The Mudcat Café TM
Thread #28033   Message #2686308
Posted By: GUEST,Paul Slade
23-Jul-09 - 04:49 PM
Thread Name: Origins: Knoxville Girl
Subject: RE: Knoxville Girl's UK roots
I must admit, I'd never come across any of those songs until you mentioned them.

I've now had a chance to look up Lucy Wan and What Put the Blood elsewhere on Mudcat, however, and I see the crucial verses have a killer, confronted by his mother, who explains away the blood on his clothes by telling her it's an animal's blood. In fact, as his mother quickly guesses, it belongs to either his brother or his sister, who the man's just killed.

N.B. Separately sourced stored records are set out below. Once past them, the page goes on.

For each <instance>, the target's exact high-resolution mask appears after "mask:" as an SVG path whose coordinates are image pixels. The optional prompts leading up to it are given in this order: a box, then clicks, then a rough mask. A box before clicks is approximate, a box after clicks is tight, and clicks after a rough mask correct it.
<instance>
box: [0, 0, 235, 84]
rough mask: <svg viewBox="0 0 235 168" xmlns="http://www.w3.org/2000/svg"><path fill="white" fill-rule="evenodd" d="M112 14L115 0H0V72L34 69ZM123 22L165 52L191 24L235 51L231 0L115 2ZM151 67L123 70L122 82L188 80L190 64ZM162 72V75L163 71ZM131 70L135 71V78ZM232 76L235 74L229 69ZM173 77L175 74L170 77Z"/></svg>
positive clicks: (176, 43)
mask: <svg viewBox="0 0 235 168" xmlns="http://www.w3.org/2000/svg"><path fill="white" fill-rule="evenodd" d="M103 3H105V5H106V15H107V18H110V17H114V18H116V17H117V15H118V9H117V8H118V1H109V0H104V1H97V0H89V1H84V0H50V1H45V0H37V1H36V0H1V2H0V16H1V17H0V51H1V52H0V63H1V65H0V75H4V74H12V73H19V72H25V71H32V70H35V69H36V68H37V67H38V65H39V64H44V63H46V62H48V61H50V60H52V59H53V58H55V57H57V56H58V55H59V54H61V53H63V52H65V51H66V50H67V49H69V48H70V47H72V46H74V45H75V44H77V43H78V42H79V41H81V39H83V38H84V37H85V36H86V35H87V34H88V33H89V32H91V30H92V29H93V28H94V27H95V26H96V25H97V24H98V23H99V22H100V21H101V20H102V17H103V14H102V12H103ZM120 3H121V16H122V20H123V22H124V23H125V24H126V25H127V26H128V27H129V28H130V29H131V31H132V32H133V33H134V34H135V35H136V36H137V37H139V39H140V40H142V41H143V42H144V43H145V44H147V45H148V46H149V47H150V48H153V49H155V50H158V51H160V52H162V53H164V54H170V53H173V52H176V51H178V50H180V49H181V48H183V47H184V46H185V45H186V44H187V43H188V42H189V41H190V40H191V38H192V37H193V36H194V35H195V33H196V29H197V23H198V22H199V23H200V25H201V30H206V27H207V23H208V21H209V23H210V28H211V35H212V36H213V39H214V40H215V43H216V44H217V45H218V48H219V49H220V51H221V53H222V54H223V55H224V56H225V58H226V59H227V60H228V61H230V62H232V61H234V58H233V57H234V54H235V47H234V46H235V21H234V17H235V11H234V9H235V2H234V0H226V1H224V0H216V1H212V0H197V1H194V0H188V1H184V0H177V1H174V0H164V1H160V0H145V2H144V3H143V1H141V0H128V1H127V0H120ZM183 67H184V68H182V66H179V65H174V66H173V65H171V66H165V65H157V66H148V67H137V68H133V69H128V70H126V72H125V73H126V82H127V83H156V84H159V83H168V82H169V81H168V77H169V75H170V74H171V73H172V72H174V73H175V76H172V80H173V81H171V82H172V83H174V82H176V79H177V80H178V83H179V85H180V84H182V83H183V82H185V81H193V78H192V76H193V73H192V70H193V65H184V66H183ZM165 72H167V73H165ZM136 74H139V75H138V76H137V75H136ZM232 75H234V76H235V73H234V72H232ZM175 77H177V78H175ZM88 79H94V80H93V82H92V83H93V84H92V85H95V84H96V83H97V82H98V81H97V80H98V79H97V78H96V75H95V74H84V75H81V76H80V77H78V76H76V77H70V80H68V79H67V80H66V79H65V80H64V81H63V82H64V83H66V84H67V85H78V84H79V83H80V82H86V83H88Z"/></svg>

Mudcat dates Lucy Wan back to 1827. Knoxville Girl's American predecessor, The Lexington Miller, was still using the miller's servant rather than his mother at around that time, so it's perfectly possible that whoever rewrote it to introduce the mother already knew the floating verses you mention. Even so, part of his motivation could still have been to make the song more identifiable for his American listeners.

There's no mention of a nosebleed in any of the songs you mention – or, at least, not in any version I've seen – and that element of Knoxville Girl can be traced directly back to The Bloody Miller in 1683 or so.

I'm glad you enjoyed my piece, and thanks very much for raising this interesting point about it.